High Impact Relationships
That’s actually the name for a PR request that came through at work: "High-Impact Relationship Building". Sadly, it is about networking, and not about relationships based on impact toys.
Catching up with Rona’s blog has filled my head with posts I should make, but I am at work and this would take too long to do all of them. Nonetheless, she weighs in on the subject of money, spinning off of the post by Axe earlier this month that seems to be all the rage these days. Go read the whole thing (not that I think anyone reading this doesn’t already read her far more informative blog anyway).
I mostly agree with Rona’s feeling that gifts and money and such only weird me out when there are expectations brought with them. I do think I am often very bad at noticing that other people have issues with money in terms of gifts. I have some friends, most notably women, who have very visceral reactions to accepting help. Since I like giving when I have something interesting to give, I think I sometimes walk all over their hesitations. Sometimes.
Luckily for most, I primarily express my affection through food, and cooking food for someone seems less triggery most of the time.
I have had a number of lovers/girlfriends/partners who made vastly more money than me. Some have handled the power imbalance that holds better than others. My first girlfriend never used it as a lever, but did enjoy buying things when she thought they were nice (taking me to a good meal, buying me a toy, etc). I never once felt it was being done with an expectation that I owed her or that she was buying my affection. Nor that it was money being spent to impress.
My second girlfriend was less deft. She loved buying me things, but there was a distinct sense of it as a lever of control. It took some time for me to see that, but I grew to hate it, and it is something I try to avoid (on either side) in relationships. I think not acknowledging money issues and the power dynamic they create is probably a recipe for trouble, but I do think they can be managed. I’m even with Rona on the thought that if people want to openly view something as an exchange of commodities, then I’m ok with that. (Just don’t pretend it isn’t that. Of course, I am of the "lying subverts meaningful consent" camp, as some of you know.)

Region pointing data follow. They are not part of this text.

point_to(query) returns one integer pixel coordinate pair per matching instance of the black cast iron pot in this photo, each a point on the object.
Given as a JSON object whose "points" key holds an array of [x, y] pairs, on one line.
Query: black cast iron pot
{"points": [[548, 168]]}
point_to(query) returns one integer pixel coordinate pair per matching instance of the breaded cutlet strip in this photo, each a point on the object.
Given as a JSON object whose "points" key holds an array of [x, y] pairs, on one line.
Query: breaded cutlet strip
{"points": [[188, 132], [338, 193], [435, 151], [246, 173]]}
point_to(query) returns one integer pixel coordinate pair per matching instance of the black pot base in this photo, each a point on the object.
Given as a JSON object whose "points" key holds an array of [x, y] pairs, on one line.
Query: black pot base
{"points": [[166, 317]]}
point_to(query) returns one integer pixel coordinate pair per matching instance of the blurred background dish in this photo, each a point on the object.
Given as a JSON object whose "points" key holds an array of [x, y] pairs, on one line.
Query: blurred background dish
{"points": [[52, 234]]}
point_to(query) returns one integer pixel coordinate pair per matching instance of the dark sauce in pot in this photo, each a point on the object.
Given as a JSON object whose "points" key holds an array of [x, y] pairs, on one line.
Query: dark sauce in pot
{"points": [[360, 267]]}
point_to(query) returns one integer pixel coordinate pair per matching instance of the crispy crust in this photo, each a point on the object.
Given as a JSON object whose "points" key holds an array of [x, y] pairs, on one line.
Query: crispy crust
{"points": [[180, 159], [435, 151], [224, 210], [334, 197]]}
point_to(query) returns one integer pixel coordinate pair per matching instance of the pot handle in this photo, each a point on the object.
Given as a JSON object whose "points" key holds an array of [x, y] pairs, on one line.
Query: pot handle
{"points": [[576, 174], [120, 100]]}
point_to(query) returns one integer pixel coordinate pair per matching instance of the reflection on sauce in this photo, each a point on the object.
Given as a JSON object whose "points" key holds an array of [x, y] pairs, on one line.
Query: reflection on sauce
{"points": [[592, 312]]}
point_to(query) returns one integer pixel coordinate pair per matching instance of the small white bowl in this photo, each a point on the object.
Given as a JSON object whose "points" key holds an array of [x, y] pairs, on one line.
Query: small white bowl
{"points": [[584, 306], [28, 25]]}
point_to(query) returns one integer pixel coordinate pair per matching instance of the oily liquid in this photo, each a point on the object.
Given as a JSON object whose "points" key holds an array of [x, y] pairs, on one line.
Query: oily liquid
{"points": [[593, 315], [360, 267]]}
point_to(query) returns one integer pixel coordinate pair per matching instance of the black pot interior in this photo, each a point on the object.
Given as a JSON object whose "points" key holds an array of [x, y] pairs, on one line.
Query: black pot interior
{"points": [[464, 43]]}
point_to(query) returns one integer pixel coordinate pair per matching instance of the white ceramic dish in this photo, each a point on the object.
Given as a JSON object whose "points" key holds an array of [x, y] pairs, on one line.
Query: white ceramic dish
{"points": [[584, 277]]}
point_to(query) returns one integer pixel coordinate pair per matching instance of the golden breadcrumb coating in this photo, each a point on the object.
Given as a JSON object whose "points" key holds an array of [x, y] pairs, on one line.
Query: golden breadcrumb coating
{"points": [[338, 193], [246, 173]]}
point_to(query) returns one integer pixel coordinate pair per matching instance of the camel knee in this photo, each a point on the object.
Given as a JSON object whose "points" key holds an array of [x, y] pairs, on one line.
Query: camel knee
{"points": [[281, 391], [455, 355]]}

I don’t have time to touch Axe’s actual post (which you should read) or Eileen’s response (which you should also read, including the comments). Maybe later if I’m not exhausted after tennis tonight.

Yay for you expressing your affection through food, because you do it so very well.
Comment by Rona — October 22, 2008 @ 12:12 am
Flatterer. ^_^
However, even that does tie into the discussion you and Eileen had about time and energy and financial expense.
Oddly, I would feel vastly more awkward giving someone a physical object worth as much as the time and ingredients of an excellent meal. I think you two are right in that it has a lot to do with the attitude underlying things.
It somewhat reminds me of a talk I had with someone last Thanksgiving. He was discussing his beloved, and how he thinks she should be treated like a queen. “She deserves it,” he said, “I really believe that.” Then he checked himself and continued, “But just because she deserves it doesn’t mean she’s entitled to it.”